Edit ...unless, that is, you're worried about a growing by one entry each time you look up a missing key (which is part of defaultdict's semantics) and would rather get slower behavior but save some memory. For example, in terms of memory...:

>>> import sys
>>> a = collections.defaultdict(lambda: 'blah')
>>> print len(a), sys.getsizeof(a)
0 140
>>> for i in xrange(99): _ = a[i]
... 
>>> print len(a), sys.getsizeof(a)
99 6284

...the defaultdict, originally empty, now has the 99 previously-missing keys that we looked up, and takes 6284 bytes (vs. the 140 bytes it took when it was empty).

The alternative approach...:

>>> class mydict(dict):
...   def __missing__(self, key): return 3
... 
>>> a = mydict()
>>> print len(a), sys.getsizeof(a)
0 140
>>> for i in xrange(99): _ = a[i]
... 
>>> print len(a), sys.getsizeof(a)
0 140

...entirely saves this memory overhead, as you see. Of course, performance is another issue:

$ python -mtimeit -s'import collections; a=collections.defaultdict(int); r=xrange(99)' 'for i in r: _=a[i]'
100000 loops, best of 3: 14.9 usec per loop

$ python -mtimeit -s'class mydict(dict):
>   def __missing__(self, key): return 0
> ' -s'a=mydict(); r=xrange(99)' 'for i in r: _=a[i]'
10000 loops, best of 3: 92.9 usec per loop

Since defaultdict adds the (previously-missing) key on lookup, it gets much faster when such a key is next looked up, while mydict (which overrides __missing__ to avoid that addition) pays the "missing key lookup overhead" every time.

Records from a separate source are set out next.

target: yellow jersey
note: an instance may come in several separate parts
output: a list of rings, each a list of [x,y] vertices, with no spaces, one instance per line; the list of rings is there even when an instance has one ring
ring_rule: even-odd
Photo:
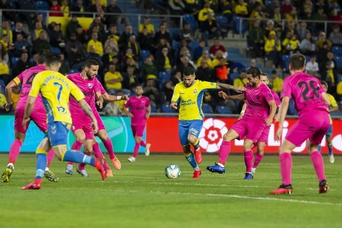
[[[330,105],[332,107],[337,107],[337,102],[336,102],[336,100],[335,100],[335,98],[334,98],[333,95],[331,94],[329,94],[329,93],[327,94],[327,96],[328,96],[328,98],[329,99],[329,101],[330,101]],[[329,114],[329,118],[330,118],[330,124],[333,124],[333,119],[331,118],[331,116],[330,116],[330,114]]]
[[[184,82],[177,83],[174,87],[171,101],[180,102],[180,120],[203,120],[204,118],[202,111],[203,94],[206,90],[216,89],[216,83],[195,80],[192,86],[187,87]]]
[[[52,70],[44,70],[35,76],[29,96],[42,94],[47,113],[48,123],[56,121],[72,124],[69,111],[70,94],[79,101],[84,99],[81,90],[63,75]]]

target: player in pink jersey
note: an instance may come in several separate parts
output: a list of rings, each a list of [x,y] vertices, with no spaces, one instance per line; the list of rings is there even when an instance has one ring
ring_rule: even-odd
[[[270,193],[291,194],[293,192],[291,152],[307,139],[308,150],[319,182],[318,192],[324,193],[328,191],[329,186],[326,180],[323,160],[318,147],[330,125],[327,105],[330,102],[319,80],[303,73],[305,69],[304,56],[298,54],[291,56],[289,68],[291,76],[284,80],[282,89],[279,127],[276,140],[280,140],[290,98],[293,99],[299,118],[287,132],[279,149],[283,183]]]
[[[24,142],[26,131],[29,124],[28,122],[25,128],[22,127],[22,121],[25,111],[25,106],[28,98],[28,94],[31,90],[32,80],[36,74],[39,72],[45,70],[46,67],[44,65],[45,58],[45,54],[40,55],[37,61],[37,65],[26,69],[11,81],[6,86],[6,97],[7,104],[5,105],[5,109],[8,111],[11,109],[13,102],[11,99],[12,89],[16,86],[22,84],[20,96],[18,101],[18,104],[14,113],[14,141],[9,148],[8,155],[8,164],[7,168],[1,175],[1,181],[8,182],[9,178],[14,169],[14,163],[19,153],[20,148]],[[30,116],[30,119],[34,122],[38,128],[42,131],[46,133],[48,130],[48,125],[46,121],[46,112],[44,108],[42,96],[39,95],[36,100],[35,109]],[[51,161],[55,157],[53,150],[51,150],[48,154],[48,164],[44,172],[44,176],[51,181],[57,182],[58,178],[55,174],[50,171],[49,167]]]
[[[245,179],[253,179],[252,148],[267,126],[272,122],[277,110],[274,98],[270,89],[261,82],[260,71],[257,67],[247,69],[246,90],[243,94],[231,96],[232,100],[246,100],[247,108],[242,118],[234,123],[223,136],[220,148],[220,160],[215,165],[207,167],[213,172],[224,173],[225,165],[230,150],[230,141],[246,136],[243,143],[246,173]],[[270,109],[271,110],[270,111]]]
[[[128,117],[131,118],[131,127],[133,135],[135,139],[135,146],[133,156],[127,160],[130,162],[135,162],[140,146],[145,148],[145,155],[150,155],[151,144],[146,143],[141,137],[144,134],[144,130],[146,126],[146,121],[150,117],[151,114],[151,105],[148,98],[142,96],[143,87],[138,85],[135,87],[135,96],[131,97],[125,104],[124,111]],[[129,108],[130,112],[127,108]]]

Whether you care about either issue (performance vs memory footprint) entirely depends on your specific use case, of course. It is in any case a good idea to be aware of the tradeoff!-)

Outras dicas

New in version 2.5: If a subclass of dict defines a method __missing__(), if the key key is not present, the d[key] operation calls that method with the key key as argument. The d[key] operation then returns or raises whatever is returned or raised by the __missing__(key) call if the key is not present. No other operations or methods invoke __missing__(). If __missing__() is not defined, KeyError is raised. __missing__() must be a method; it cannot be an instance variable. For an example, see collections.defaultdict.

http://docs.python.org/library/stdtypes.html

Here is how to subclass dict as suggested by NullUserException

>>> class forgiving_dict(dict):
...     def __missing__(self, key):
...         return 3
...
>>> a = forgiving_dict()
>>> a.update({'one':1,'two':2})
>>> print a['three']
3

One big difference between this answer and Alex's is that the missing key is not added to the dictionary

>>> print a
{'two': 2, 'one': 1}

Which is quite significant if you expect a lot of misses

You'll probably want to use a defaultdict (it requires atleast python2.5 I believe)

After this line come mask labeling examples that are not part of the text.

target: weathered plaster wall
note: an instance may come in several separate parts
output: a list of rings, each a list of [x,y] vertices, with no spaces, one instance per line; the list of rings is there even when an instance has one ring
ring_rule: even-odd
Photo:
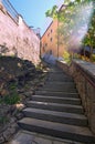
[[[21,59],[27,59],[35,64],[40,61],[40,39],[19,16],[19,21],[14,22],[11,16],[0,4],[0,48],[8,48],[6,54],[17,54]]]
[[[60,61],[57,65],[74,78],[89,127],[95,134],[95,64],[75,60],[70,66]]]

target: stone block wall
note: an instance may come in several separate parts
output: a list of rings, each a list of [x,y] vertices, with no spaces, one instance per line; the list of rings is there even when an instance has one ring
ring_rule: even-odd
[[[57,64],[60,68],[63,65],[62,69],[65,70],[62,62]],[[68,66],[68,73],[74,78],[89,128],[95,134],[95,64],[75,60]]]
[[[40,61],[40,39],[30,29],[21,16],[13,20],[0,3],[0,52],[6,48],[6,55],[17,55],[23,60],[38,63]]]

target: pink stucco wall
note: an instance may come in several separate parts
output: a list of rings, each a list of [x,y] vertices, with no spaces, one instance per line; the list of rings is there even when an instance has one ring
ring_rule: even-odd
[[[40,39],[21,17],[18,23],[14,22],[3,7],[0,7],[0,45],[9,49],[8,55],[13,55],[17,50],[21,59],[35,64],[40,61]]]

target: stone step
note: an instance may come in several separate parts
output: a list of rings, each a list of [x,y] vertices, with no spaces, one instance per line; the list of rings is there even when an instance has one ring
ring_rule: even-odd
[[[80,105],[81,99],[76,97],[60,97],[60,96],[44,96],[44,95],[32,95],[32,101],[52,102],[52,103],[64,103]]]
[[[50,91],[35,91],[34,92],[35,95],[50,95],[50,96],[62,96],[62,97],[78,97],[78,93],[77,92],[50,92]]]
[[[48,78],[46,81],[57,81],[57,82],[74,82],[72,79],[66,79],[66,78]]]
[[[57,83],[45,83],[43,85],[43,88],[48,88],[48,89],[76,89],[75,84],[72,83],[72,84],[68,84],[68,83],[63,83],[63,84],[57,84]]]
[[[76,113],[83,114],[84,110],[81,105],[72,105],[72,104],[59,104],[59,103],[48,103],[48,102],[38,102],[38,101],[29,101],[27,106],[34,109],[43,109],[50,111],[57,112],[66,112],[66,113]]]
[[[78,126],[87,125],[87,119],[82,114],[55,112],[55,111],[32,109],[32,107],[27,107],[22,112],[27,117],[40,119],[40,120],[59,122],[64,124],[74,124]]]
[[[75,86],[75,83],[74,82],[57,82],[57,81],[45,81],[45,84],[54,84],[54,85],[74,85]]]
[[[51,91],[51,92],[71,92],[71,93],[73,93],[73,92],[77,92],[77,90],[76,89],[73,89],[73,88],[64,88],[64,89],[62,89],[62,88],[59,88],[59,89],[55,89],[55,88],[48,88],[48,86],[42,86],[42,88],[38,88],[36,90],[42,90],[42,91]]]
[[[56,122],[42,121],[36,119],[24,117],[19,121],[19,126],[36,133],[42,133],[60,138],[66,138],[86,144],[94,144],[95,137],[87,127],[67,125]]]

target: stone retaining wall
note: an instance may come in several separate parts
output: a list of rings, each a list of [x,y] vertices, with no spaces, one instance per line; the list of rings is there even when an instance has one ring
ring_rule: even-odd
[[[3,50],[2,50],[3,49]],[[3,52],[2,52],[3,51]],[[0,2],[0,54],[17,55],[23,60],[40,61],[40,39],[18,14],[18,21]]]
[[[74,78],[88,125],[95,133],[95,64],[74,60],[70,66],[62,62],[57,62],[57,65]]]

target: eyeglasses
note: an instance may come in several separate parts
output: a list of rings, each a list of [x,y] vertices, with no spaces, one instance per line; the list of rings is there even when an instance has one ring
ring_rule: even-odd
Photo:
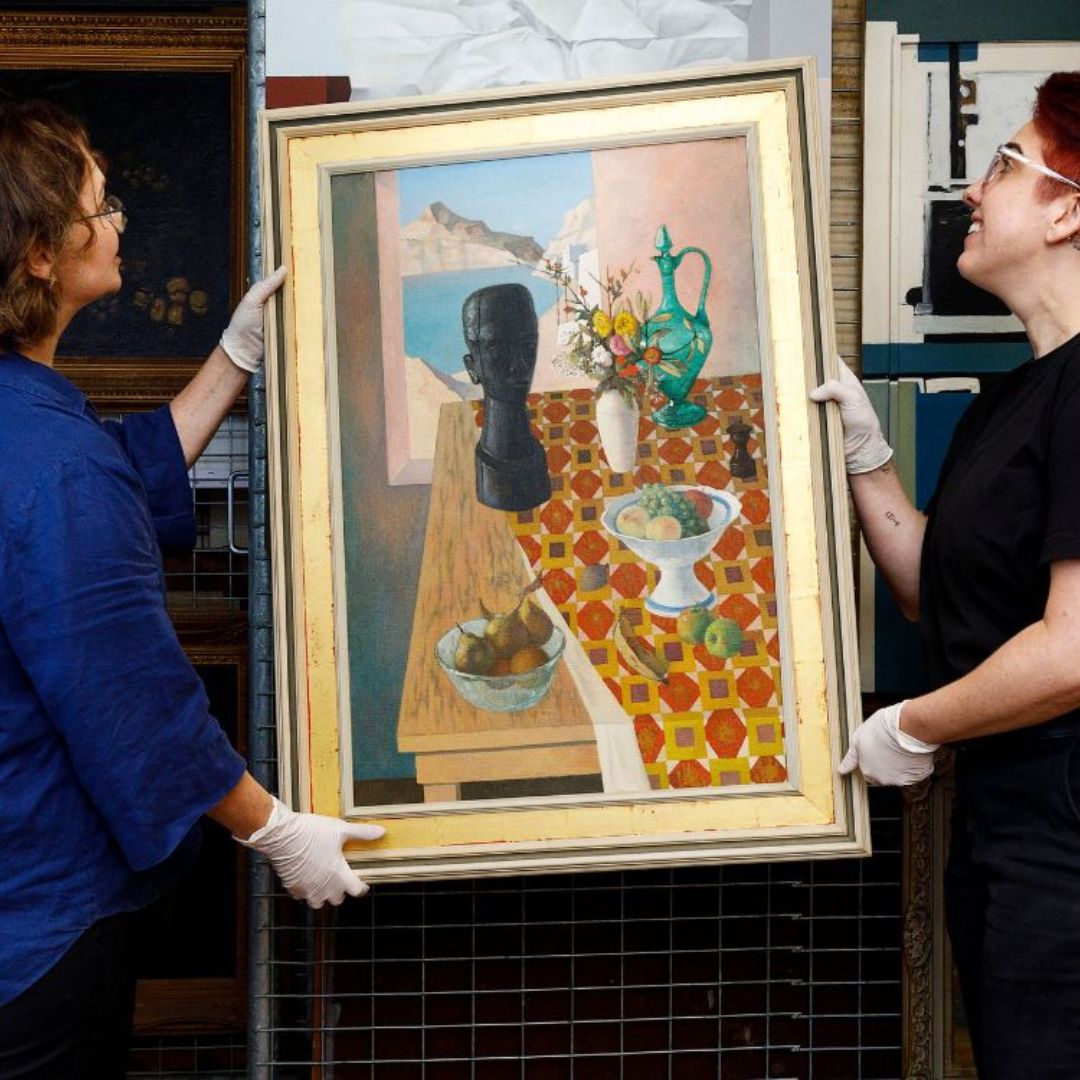
[[[117,232],[123,232],[127,228],[127,211],[124,204],[116,195],[106,195],[102,204],[105,208],[96,214],[86,214],[82,220],[92,221],[95,217],[104,217]]]
[[[1043,176],[1049,176],[1052,180],[1058,180],[1062,184],[1067,184],[1070,188],[1076,188],[1080,191],[1080,184],[1076,180],[1070,180],[1067,176],[1062,176],[1061,173],[1055,173],[1052,168],[1048,168],[1045,165],[1040,165],[1037,161],[1031,161],[1030,158],[1025,158],[1018,150],[1014,150],[1007,143],[1002,143],[1001,146],[994,151],[994,157],[990,159],[989,167],[986,170],[986,175],[983,177],[983,187],[988,184],[993,184],[1009,166],[1008,160],[1018,161],[1022,165],[1027,165],[1028,168],[1034,168],[1037,173],[1042,173]]]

from collections import defaultdict
def default(): return 'Default Value'
d = defaultdict(default)
print(d['?'])

The function that is passed to the constructor tells the class what to return as a default value. See the documentation for additional examples.

Sometimes what you really want is .setdefault() which is not very intuitive, but it's a method that "returns the key specified, if it doesn't exist, set that key to this value".

Here is an example of setdefault() being used to good effect:

collection = {}
for elem in mylist:
    key = key_from_elem(elem)
    collection.setdefault(key, []).append(elem)

This will allow us to create a dictionary like: {'key1':[elem1, elem3], 'key2':[elem3]} without having to have an ugly check to see if there's a key already there and creating a list for it.